Bringing clinical practice into the classroom
Continuing to practise clinically alongside teaching keeps the work grounded and alive. Real therapeutic encounters bring nuance that cannot be captured fully in text and theory alone. While maintaining confidentiality, drawing upon clinical experience allows teaching to remain connected to lived practice, real challenges, tensions, moments of uncertainty and the complexity of real human encounters.It also models something essential: that even experienced practitioners continue to reflect, question, and grow. Counselling is not a static achievement; it is an evolving practice. Students benefit from seeing how theory translates into real-world decisions, how frameworks guide but do not dictate, and how humility remains central at every stage of professional life.
Developing training in a changing world
A deeply valued aspect of the role is the ongoing development of modules informed by contemporary research and emerging professional debates.Counselling does not exist in isolation from society. Social contexts shift. Language evolves. Research advances. Ethical conversations deepen. Ensuring that training reflects these changes is both a responsibility and an intellectual pleasure.
Engaging with new evidence and theoretical developments keeps the course dynamic and responsive. It ensures that students graduate not only grounded in enduring principles but equipped to practise in a complex and changing world.
Working within a diverse tutor team
Teaching does not happen in isolation. Tutors need their village to thrive. Being part of a diverse tutor team adds immeasurable richness to the experience.Colleagues bring different modalities, clinical pathways and areas of expertise. Some may lean more towards person-centred philosophy, others towards cognitive-behavioural frameworks, compassion-focused approaches or integrative practice. Together, this diversity models the pluralist ethos we hope students will carry into their work.
Conversations within the tutor team are often as reflective as those in the classroom. We support one another, help in refining ideas and approaches with a shared commitment to high standards and ethical integrity. There is something deeply reassuring about belonging to a team that values collaboration, reflection, and each other’s ongoing professional development.
Walking alongside complexity
Counselling training is demanding. Students grapple not only with theory and skills, but with questions of power, bias, identity and responsibility. To walk alongside trainees as they navigate this complexity is a genuine privilege.There are moments of challenge and self-doubt as tutors too, of course.
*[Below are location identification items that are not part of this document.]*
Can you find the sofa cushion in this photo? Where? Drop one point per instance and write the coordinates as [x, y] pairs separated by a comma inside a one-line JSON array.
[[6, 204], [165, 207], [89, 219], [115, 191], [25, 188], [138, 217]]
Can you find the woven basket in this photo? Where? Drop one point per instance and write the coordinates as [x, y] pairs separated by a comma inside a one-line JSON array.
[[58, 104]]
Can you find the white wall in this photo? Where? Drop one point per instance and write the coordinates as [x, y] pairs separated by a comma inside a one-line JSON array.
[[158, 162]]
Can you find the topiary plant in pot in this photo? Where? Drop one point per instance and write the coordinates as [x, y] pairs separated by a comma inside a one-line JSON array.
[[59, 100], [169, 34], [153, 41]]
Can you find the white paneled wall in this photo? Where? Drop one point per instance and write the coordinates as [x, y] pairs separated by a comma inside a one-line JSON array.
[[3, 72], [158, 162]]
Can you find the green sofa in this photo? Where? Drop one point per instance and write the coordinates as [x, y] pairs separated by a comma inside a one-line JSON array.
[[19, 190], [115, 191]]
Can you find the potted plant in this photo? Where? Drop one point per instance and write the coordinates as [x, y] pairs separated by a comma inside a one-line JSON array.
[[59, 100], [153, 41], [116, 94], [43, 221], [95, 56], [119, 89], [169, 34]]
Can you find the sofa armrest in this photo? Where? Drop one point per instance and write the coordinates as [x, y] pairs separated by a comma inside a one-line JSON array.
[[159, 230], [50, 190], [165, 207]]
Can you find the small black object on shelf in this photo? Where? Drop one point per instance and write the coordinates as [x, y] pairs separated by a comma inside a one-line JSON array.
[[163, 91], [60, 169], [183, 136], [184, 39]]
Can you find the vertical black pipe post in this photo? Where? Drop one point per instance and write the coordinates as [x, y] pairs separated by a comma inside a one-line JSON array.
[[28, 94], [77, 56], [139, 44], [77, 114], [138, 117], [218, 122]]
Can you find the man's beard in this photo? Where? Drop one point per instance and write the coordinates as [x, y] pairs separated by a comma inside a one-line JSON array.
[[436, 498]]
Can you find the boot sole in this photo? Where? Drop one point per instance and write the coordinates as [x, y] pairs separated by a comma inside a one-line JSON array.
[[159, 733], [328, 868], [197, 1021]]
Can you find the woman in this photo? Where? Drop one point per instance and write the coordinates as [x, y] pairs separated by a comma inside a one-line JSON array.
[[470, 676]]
However, these moments become opportunities and invitations to explore how can we better support the learning of our students. Equally, there are also moments of joy and pride, such as when students recognise their growth or when a difficult experience becomes a source of learning.
What makes this work truly meaningful is its reciprocity. Teaching is not a one-directional exchange; it is a living, relational process. I am continually enriched by students’ questions, their values, their lived experiences, and their courage to engage with complexity. Their reflections expand my own thinking and sharpen my understanding. In this sense, teaching sustains both, my own learning, and my clinical practice.